If he had owned a mind the little old man would have been able to reflect, but reflection needed time and space and he seemed to have so little of either.

The woman - his wife - was tall and straight. Her face still flashed a warning of youthfulness although age had taken its usual and inevitable toll. She was still relatively youthful although weighed down by the inconsistencies of her husband's moods over the years.

But today of all days just for once she needed his strength and it was no longer there. She had stayed with him over the years despite the depression, the violence. It had been many years, if ever, that he had comforted her. He had forgotten how to comfort people long before illness set in.

Over the years they had grown apart. His drinking, his bullying, his womanising, destroying any tenderness. Now he could no longer answer back. No longer fight and all she felt was sickness, sadness and sorrow.

She had lost the need for him many years ago. She had stayed because there seemed nothing else to do and she came from a period in time when wives stuck by their husbands no matter what. Now this shambling old man by her side was dying and coming to the end of his life in some kind of foggy haze.

He turned to look at her with the same wan smile on his face and no recognition. For a moment she felt like clutching him to her for perhaps one last time to try and rekindle some of the passion that once existed so very long ago.

After that initial passion she had needed him as a husband and as a provider and he was never there when needed.
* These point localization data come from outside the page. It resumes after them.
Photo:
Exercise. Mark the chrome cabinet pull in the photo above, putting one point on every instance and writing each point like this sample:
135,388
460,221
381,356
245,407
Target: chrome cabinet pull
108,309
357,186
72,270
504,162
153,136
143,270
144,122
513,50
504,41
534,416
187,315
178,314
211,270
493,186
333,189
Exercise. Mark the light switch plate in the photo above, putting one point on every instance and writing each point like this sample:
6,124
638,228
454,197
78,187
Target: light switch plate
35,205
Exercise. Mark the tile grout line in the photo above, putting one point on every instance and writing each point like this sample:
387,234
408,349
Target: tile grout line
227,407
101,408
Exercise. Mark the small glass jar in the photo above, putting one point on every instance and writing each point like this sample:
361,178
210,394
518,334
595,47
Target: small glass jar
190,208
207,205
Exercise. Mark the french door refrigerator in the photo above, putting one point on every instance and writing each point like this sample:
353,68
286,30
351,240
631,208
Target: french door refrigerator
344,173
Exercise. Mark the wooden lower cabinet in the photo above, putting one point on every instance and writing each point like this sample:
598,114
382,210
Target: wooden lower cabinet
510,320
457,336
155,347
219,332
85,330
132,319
"For God sake hold me", she had implored at times wanting not the passion of a lover but the tenderness of a husband. But even that was many many years ago. He had been lost many many years ago. She still vividly remembered the first night she had cried, left alone with a young baby while somewhere in the city he enjoyed the night and the dawn with somebody else.

She had never asked how or why even when rolling drunk he would stagger in and knock her to the floor with oaths and foul language echoing throughout the house and the baby crying in his room.
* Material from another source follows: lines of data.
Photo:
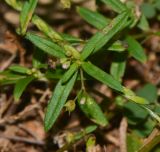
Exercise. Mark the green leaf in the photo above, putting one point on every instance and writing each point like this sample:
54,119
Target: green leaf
57,101
115,26
117,46
133,142
91,45
107,33
46,29
100,75
143,23
151,144
17,5
84,132
152,114
134,113
26,14
118,66
72,69
157,4
136,50
9,77
46,45
94,18
19,69
149,92
116,5
71,39
148,10
131,96
91,109
39,59
20,86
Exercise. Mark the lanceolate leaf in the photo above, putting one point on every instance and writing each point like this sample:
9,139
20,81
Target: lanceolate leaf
101,38
91,45
117,46
102,76
17,5
94,18
26,14
46,45
91,109
21,86
118,66
72,69
115,26
116,5
19,69
136,50
57,101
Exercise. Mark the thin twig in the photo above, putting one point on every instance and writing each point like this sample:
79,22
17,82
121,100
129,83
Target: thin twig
123,135
22,139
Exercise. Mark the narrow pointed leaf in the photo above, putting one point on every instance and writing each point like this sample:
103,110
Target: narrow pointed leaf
46,45
72,69
21,86
136,50
130,95
91,45
115,26
91,109
118,66
117,46
94,18
101,38
17,5
26,14
19,69
102,76
116,5
59,97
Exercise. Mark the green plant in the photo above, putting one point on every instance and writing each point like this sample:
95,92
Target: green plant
75,66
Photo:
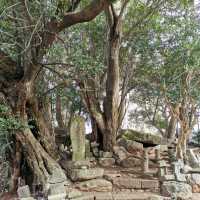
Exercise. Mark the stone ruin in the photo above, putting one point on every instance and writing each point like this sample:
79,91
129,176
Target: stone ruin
135,167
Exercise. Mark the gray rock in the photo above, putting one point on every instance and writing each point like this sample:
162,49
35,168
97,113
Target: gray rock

She still remembered the nights when she pleaded for him to stay and how occasionally he responded. But the response often ended with bouts of depression and violence. She remembered how he had stayed on his terms. How she was a wife during the day but not part of his life at night. She had got used to it until he was too weak and old to be attractive to other women and then he had lost his mind. low none of it mattered ... nothing seemed to matter to her.

The old man was suddenly gripped by fear. Where was he, why was he here, what was he doing in this place. Why couldn't he go home, why couldn't he go where he was safe.

The woman almost read his feelings. She helped him up and an hour later they were back home. Back to their reality and while she thought of what had happened that day, the little old man fell asleep in a chair. She wasn't strong enough to move him and so he slumbered bent over in the chair with his head almost against the arm.

The woman did not sleep that night or the next day. She had to tray to remember. It was the day they cremated her son.